Cenário econômico e revisão das expectativas
O Banco Central (BC) atualizou suas projeções para a economia brasileira, elevando a estimativa de crescimento do Produto Interno Bruto (PIB) para 2026 de 1,6% para 2%. A mudança, detalhada no Relatório de Política Monetária divulgado nesta quinta-feira (25), reflete um desempenho acima do esperado no primeiro trimestre do ano, quando o país registrou uma expansão de 1,1% em relação ao período anterior.
Essa revisão positiva é sustentada pelo dinamismo observado nos três grandes pilares da economia: agropecuária, indústria e serviços. A autoridade monetária aponta que o aumento na demanda interna, impulsionado por estímulos fiscais e creditícios, tem sido um motor importante para essa trajetória. Contudo, o BC faz uma ressalva necessária: o impacto positivo desses estímulos tende a ser contrabalanceado pela manutenção de taxas de juros em patamares elevados, que atuam como um freio natural para o consumo e os investimentos.

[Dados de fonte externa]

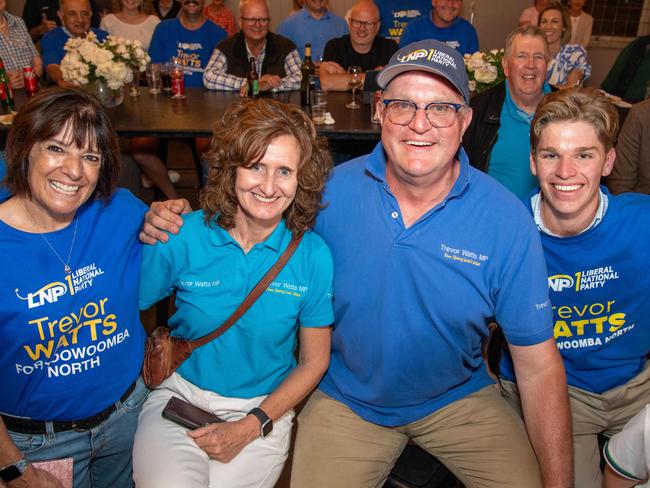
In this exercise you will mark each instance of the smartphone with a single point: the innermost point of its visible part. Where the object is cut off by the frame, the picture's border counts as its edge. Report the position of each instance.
(187, 415)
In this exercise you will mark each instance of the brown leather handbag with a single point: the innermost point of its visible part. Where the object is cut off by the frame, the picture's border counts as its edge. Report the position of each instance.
(165, 353)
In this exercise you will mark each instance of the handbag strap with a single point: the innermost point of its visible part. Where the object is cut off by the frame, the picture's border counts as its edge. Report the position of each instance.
(255, 293)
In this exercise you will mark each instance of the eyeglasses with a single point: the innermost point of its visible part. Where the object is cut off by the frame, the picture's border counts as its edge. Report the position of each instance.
(358, 24)
(252, 21)
(439, 114)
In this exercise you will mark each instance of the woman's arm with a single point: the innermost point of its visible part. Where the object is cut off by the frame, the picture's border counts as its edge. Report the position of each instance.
(224, 441)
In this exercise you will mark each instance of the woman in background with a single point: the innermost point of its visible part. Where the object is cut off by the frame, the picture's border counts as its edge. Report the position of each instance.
(567, 66)
(132, 19)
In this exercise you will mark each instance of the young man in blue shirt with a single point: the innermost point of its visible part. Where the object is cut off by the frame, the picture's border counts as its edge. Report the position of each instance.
(595, 245)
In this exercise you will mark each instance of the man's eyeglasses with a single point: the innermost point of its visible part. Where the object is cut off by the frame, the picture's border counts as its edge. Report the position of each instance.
(358, 24)
(439, 114)
(252, 21)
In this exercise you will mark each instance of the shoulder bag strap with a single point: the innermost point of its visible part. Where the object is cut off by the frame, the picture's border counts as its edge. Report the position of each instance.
(255, 293)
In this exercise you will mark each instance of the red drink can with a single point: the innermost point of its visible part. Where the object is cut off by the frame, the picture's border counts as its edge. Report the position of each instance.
(178, 87)
(31, 81)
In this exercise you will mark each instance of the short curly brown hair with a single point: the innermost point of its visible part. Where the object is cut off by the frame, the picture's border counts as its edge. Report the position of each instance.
(240, 139)
(43, 117)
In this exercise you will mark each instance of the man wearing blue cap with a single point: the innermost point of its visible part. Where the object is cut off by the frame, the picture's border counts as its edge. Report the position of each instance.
(427, 252)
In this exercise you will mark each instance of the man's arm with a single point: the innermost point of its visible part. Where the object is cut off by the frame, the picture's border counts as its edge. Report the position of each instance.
(292, 69)
(544, 396)
(215, 76)
(32, 477)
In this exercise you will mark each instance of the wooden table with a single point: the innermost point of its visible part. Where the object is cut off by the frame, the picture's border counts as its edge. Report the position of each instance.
(159, 115)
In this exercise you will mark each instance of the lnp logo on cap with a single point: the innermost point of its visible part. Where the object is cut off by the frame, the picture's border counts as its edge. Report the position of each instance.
(432, 55)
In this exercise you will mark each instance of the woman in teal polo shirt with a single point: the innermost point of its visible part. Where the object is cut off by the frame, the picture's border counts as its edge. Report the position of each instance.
(268, 169)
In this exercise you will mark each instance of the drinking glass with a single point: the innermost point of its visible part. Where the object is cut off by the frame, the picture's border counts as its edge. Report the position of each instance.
(355, 80)
(153, 78)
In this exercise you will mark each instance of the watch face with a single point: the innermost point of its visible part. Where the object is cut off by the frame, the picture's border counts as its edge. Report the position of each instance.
(267, 427)
(10, 473)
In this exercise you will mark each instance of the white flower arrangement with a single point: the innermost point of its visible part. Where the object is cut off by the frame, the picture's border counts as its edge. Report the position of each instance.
(484, 69)
(112, 60)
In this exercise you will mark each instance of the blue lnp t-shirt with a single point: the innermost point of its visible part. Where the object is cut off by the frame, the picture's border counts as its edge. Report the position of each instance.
(53, 44)
(193, 47)
(212, 275)
(460, 35)
(396, 14)
(302, 28)
(598, 283)
(71, 344)
(412, 305)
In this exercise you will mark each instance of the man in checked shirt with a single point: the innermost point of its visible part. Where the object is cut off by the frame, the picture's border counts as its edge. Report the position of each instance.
(276, 59)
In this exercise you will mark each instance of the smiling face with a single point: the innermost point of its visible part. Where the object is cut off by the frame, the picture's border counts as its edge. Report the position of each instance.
(363, 36)
(569, 163)
(192, 7)
(445, 11)
(75, 16)
(131, 5)
(552, 26)
(266, 188)
(525, 66)
(254, 9)
(316, 7)
(61, 177)
(419, 152)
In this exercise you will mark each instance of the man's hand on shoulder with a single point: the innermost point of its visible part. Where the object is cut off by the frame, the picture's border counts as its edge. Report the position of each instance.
(331, 68)
(163, 217)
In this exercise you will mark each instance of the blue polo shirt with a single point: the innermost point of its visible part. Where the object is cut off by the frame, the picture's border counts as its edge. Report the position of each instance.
(302, 28)
(510, 156)
(412, 305)
(461, 35)
(212, 275)
(396, 15)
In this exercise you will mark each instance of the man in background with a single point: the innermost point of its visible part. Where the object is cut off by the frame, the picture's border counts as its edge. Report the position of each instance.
(362, 47)
(444, 24)
(277, 61)
(497, 141)
(314, 24)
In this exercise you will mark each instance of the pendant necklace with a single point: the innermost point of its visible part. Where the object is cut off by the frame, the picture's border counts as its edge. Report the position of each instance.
(66, 265)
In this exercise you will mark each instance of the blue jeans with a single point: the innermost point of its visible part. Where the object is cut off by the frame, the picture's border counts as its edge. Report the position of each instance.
(102, 455)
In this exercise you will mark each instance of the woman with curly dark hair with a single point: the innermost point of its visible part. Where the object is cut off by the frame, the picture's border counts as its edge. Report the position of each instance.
(268, 169)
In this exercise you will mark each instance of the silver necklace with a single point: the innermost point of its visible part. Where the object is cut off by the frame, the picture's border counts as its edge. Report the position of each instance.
(66, 266)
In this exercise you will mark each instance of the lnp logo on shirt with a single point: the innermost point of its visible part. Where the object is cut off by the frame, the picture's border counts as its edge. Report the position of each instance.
(583, 280)
(80, 279)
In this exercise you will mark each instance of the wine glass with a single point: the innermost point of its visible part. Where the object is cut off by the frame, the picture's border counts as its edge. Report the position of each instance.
(355, 80)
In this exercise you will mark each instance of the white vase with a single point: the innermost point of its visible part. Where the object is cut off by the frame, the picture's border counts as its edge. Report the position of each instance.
(107, 96)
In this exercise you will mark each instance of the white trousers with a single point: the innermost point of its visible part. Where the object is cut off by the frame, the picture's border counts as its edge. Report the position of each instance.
(164, 456)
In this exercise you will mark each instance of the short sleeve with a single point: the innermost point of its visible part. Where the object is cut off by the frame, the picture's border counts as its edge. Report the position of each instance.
(316, 310)
(523, 308)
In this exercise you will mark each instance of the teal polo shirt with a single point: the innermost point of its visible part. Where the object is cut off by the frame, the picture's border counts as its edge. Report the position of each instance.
(510, 157)
(211, 276)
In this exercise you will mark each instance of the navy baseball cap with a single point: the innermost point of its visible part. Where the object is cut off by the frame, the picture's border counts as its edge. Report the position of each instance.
(430, 56)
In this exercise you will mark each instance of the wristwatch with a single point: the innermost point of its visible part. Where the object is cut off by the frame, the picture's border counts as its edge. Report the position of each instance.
(15, 470)
(267, 424)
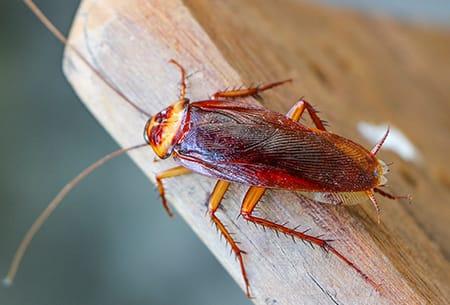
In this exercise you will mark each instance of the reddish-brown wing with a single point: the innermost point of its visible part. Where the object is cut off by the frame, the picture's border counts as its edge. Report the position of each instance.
(249, 144)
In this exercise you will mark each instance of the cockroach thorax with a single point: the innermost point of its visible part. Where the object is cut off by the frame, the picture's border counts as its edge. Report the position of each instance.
(164, 129)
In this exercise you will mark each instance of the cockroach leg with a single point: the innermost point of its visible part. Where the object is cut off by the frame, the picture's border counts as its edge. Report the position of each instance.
(183, 79)
(390, 196)
(249, 203)
(214, 203)
(169, 173)
(297, 110)
(372, 198)
(246, 92)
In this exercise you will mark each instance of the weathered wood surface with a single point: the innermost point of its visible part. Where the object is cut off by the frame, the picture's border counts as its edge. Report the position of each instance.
(351, 66)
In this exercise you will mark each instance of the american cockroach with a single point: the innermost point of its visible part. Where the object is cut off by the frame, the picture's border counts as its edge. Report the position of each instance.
(234, 139)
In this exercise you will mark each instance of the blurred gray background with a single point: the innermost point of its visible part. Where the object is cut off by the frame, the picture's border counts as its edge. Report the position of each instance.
(110, 242)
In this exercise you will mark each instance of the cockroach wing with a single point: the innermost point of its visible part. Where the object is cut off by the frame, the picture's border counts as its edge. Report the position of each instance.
(259, 147)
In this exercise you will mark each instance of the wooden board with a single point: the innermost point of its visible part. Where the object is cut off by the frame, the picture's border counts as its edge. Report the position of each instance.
(353, 67)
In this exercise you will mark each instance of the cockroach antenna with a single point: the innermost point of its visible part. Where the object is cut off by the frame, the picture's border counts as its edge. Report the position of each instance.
(63, 39)
(87, 171)
(377, 147)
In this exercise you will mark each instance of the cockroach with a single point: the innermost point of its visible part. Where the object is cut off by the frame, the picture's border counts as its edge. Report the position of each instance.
(236, 140)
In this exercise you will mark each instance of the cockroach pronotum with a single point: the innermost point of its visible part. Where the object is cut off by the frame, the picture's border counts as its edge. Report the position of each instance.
(236, 140)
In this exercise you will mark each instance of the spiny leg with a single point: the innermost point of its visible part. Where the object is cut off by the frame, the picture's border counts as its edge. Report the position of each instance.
(214, 202)
(246, 92)
(372, 198)
(297, 110)
(252, 198)
(169, 173)
(183, 79)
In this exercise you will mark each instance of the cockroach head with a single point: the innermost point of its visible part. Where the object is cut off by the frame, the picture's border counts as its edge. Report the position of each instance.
(164, 129)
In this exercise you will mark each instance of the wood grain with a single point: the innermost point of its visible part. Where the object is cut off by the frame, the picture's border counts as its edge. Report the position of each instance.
(353, 67)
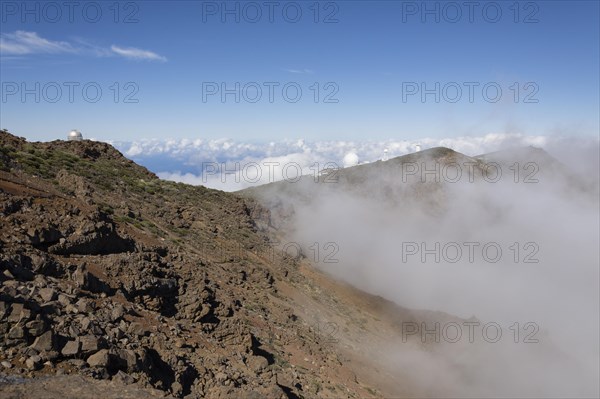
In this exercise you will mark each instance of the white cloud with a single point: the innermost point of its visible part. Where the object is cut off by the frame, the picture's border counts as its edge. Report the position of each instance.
(194, 160)
(27, 43)
(22, 42)
(136, 53)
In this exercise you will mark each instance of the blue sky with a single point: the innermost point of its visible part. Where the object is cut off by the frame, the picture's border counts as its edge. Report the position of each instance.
(367, 57)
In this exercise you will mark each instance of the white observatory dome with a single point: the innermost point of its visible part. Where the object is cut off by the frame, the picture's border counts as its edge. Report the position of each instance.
(75, 135)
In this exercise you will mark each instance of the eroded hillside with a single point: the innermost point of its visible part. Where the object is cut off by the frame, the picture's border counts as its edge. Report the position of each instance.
(110, 274)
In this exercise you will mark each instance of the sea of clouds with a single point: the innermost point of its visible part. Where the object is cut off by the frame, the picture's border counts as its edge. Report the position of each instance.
(231, 165)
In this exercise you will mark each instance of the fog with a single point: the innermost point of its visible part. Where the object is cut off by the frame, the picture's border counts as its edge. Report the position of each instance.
(507, 252)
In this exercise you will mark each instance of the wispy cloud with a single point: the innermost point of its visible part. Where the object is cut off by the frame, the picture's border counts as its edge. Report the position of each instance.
(136, 53)
(23, 43)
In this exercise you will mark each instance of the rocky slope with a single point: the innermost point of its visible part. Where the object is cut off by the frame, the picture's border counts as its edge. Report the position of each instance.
(114, 283)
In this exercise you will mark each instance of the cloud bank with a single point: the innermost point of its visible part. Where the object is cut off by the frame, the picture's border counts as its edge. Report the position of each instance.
(21, 43)
(233, 165)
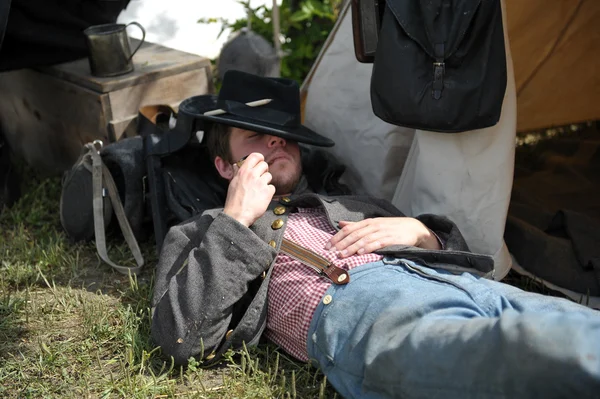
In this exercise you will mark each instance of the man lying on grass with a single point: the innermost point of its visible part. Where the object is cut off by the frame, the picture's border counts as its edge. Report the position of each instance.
(402, 308)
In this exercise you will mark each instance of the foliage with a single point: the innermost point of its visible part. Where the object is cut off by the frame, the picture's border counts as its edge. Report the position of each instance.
(70, 327)
(304, 27)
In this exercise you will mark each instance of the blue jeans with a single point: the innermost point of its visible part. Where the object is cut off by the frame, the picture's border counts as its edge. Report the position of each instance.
(406, 331)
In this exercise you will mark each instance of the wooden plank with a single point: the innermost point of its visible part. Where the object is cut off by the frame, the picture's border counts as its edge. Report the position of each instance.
(46, 120)
(556, 69)
(170, 90)
(123, 128)
(151, 62)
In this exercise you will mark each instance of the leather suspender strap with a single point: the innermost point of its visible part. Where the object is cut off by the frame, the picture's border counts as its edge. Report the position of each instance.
(336, 274)
(100, 175)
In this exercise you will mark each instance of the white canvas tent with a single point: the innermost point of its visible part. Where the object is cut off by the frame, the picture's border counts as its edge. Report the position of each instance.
(466, 176)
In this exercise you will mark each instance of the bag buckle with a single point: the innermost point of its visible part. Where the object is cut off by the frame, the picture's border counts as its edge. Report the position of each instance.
(439, 68)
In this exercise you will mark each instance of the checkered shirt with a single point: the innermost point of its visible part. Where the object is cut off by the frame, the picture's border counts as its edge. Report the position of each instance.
(295, 289)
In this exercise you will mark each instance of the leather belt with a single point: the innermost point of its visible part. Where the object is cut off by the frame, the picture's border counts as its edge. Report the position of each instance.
(337, 275)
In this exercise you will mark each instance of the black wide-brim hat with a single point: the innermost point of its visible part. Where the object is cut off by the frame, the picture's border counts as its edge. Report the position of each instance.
(279, 114)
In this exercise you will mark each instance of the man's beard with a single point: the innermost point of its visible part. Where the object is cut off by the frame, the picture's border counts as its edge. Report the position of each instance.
(285, 183)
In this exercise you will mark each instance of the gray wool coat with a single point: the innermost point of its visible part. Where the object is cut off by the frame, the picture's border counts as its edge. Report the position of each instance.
(213, 274)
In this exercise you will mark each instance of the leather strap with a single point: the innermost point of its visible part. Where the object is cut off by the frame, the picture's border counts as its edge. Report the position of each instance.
(336, 274)
(100, 175)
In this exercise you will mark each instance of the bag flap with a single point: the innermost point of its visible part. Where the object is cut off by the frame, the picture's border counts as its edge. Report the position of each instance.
(431, 22)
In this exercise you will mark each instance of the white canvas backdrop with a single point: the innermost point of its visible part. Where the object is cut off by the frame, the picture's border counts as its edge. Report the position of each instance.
(465, 176)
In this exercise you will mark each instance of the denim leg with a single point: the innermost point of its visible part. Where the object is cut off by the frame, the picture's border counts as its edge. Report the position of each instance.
(408, 331)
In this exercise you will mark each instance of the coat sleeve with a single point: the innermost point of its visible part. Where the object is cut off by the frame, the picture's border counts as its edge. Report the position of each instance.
(205, 267)
(446, 230)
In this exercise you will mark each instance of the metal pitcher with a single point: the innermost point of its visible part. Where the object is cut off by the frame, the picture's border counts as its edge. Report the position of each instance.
(109, 50)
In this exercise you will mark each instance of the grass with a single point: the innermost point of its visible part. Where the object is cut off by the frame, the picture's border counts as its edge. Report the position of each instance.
(70, 327)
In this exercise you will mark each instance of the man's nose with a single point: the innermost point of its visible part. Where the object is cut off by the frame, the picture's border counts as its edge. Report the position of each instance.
(273, 141)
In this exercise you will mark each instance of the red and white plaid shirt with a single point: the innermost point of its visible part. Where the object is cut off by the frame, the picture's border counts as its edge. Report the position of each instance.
(295, 289)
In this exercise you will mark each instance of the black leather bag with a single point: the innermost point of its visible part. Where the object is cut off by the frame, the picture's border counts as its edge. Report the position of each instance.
(440, 65)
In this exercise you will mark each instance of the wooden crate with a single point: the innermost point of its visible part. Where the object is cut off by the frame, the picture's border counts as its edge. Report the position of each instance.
(47, 114)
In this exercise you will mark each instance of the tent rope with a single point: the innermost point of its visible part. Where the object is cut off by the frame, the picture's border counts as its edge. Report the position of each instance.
(549, 53)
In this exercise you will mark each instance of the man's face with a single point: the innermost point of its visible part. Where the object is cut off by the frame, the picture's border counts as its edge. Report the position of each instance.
(282, 156)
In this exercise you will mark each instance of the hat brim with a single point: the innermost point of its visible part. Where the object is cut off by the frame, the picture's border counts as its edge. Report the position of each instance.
(196, 107)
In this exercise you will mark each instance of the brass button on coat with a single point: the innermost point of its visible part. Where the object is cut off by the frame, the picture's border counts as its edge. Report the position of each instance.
(279, 210)
(277, 224)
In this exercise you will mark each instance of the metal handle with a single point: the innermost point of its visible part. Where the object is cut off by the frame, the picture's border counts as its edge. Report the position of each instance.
(141, 41)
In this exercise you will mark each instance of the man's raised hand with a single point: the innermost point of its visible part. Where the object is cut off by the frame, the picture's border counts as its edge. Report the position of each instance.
(369, 235)
(249, 192)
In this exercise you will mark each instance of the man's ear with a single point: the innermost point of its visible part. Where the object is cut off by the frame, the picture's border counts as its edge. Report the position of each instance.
(224, 168)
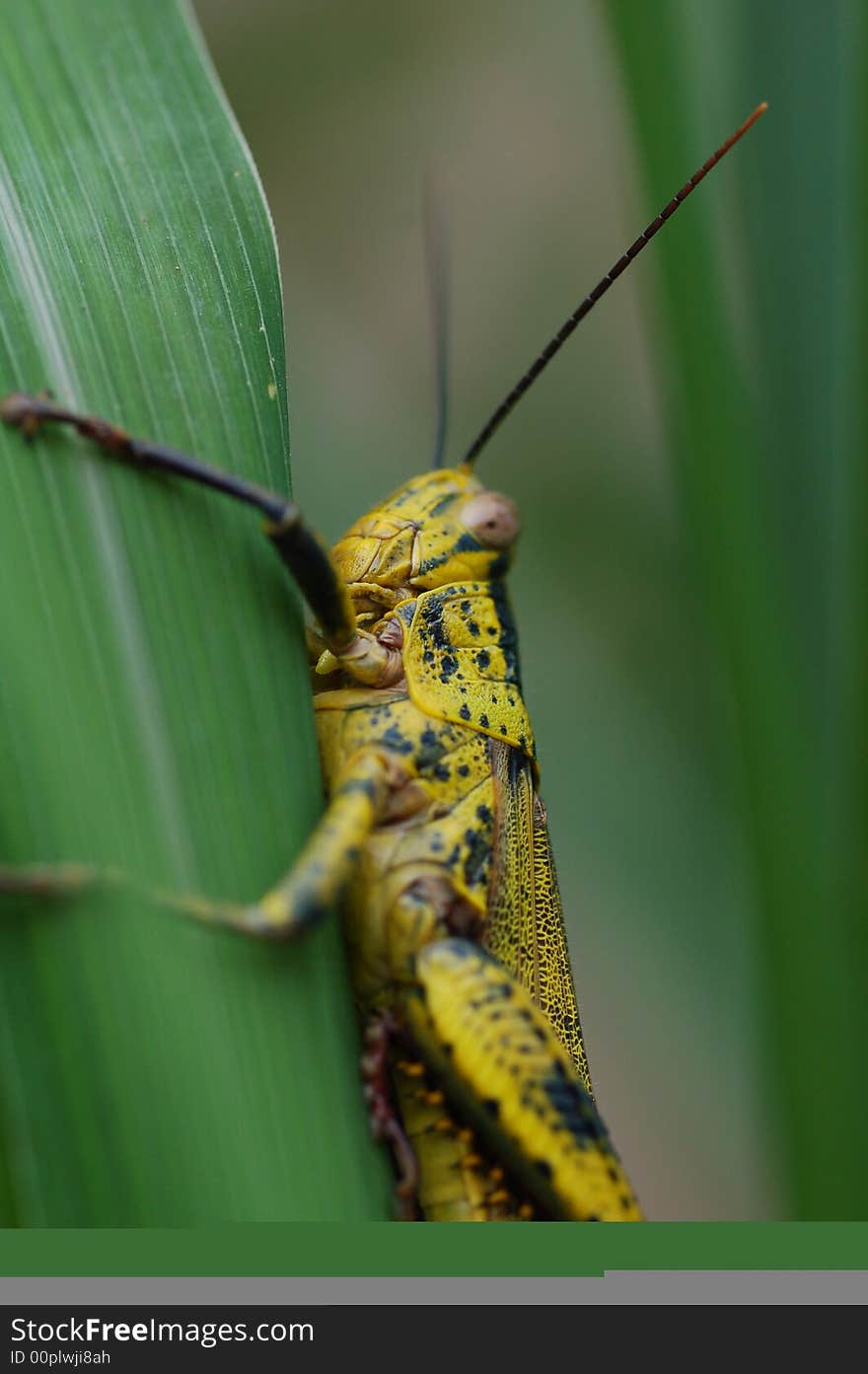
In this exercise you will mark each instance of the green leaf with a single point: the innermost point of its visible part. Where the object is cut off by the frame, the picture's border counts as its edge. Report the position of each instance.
(154, 701)
(766, 356)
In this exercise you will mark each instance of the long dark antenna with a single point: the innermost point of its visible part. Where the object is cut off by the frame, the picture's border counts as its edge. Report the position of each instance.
(437, 271)
(563, 332)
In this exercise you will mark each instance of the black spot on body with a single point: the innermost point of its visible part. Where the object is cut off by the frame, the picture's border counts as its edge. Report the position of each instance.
(395, 740)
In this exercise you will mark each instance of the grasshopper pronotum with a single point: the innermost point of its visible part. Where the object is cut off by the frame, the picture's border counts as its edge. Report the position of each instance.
(434, 838)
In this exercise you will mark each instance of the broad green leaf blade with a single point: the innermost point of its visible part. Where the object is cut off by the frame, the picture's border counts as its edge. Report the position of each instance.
(154, 705)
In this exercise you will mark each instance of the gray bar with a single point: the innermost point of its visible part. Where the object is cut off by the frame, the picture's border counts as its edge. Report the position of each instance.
(748, 1287)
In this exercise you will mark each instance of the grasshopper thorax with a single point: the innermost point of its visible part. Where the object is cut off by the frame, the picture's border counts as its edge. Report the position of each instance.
(441, 528)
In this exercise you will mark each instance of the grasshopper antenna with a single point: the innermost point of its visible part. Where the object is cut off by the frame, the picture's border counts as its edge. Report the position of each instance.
(601, 289)
(437, 272)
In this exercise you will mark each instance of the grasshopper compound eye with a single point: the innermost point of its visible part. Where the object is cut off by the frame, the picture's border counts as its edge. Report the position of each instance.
(493, 520)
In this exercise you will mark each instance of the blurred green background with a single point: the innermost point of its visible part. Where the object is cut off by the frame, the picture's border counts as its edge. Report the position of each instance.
(689, 587)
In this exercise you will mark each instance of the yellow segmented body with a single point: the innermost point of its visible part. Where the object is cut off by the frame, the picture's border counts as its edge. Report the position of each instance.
(501, 1128)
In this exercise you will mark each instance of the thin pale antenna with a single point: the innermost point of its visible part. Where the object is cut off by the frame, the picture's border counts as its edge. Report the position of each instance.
(601, 289)
(437, 271)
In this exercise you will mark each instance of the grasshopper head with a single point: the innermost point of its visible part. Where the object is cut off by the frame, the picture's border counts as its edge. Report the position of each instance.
(440, 528)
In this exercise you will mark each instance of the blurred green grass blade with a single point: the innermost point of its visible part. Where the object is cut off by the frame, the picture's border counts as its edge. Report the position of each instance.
(761, 497)
(154, 701)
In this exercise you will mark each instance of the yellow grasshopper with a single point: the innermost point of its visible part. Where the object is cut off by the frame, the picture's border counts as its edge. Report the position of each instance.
(434, 838)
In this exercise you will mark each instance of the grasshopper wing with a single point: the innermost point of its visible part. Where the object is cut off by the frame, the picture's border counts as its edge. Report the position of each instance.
(511, 1080)
(525, 921)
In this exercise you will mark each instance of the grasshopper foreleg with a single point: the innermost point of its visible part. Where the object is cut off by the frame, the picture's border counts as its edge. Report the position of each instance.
(298, 545)
(298, 902)
(382, 1115)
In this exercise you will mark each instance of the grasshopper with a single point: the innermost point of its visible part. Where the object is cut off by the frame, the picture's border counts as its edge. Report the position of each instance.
(434, 839)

O desafio da inflação e a política de juros
O controle da inflação continua sendo o principal desafio para o Comitê de Política Monetária (Copom). Atualmente, o Índice Nacional de Preços ao Consumidor Amplo (IPCA) acumula 4,72% em 12 meses, superando o teto da meta estabelecida pelo Conselho Monetário Nacional (CNM), que é de 4,5%. O BC projeta que a inflação deve permanecer pressionada ao longo de 2026, com uma perspectiva de arrefecimento apenas em 2027.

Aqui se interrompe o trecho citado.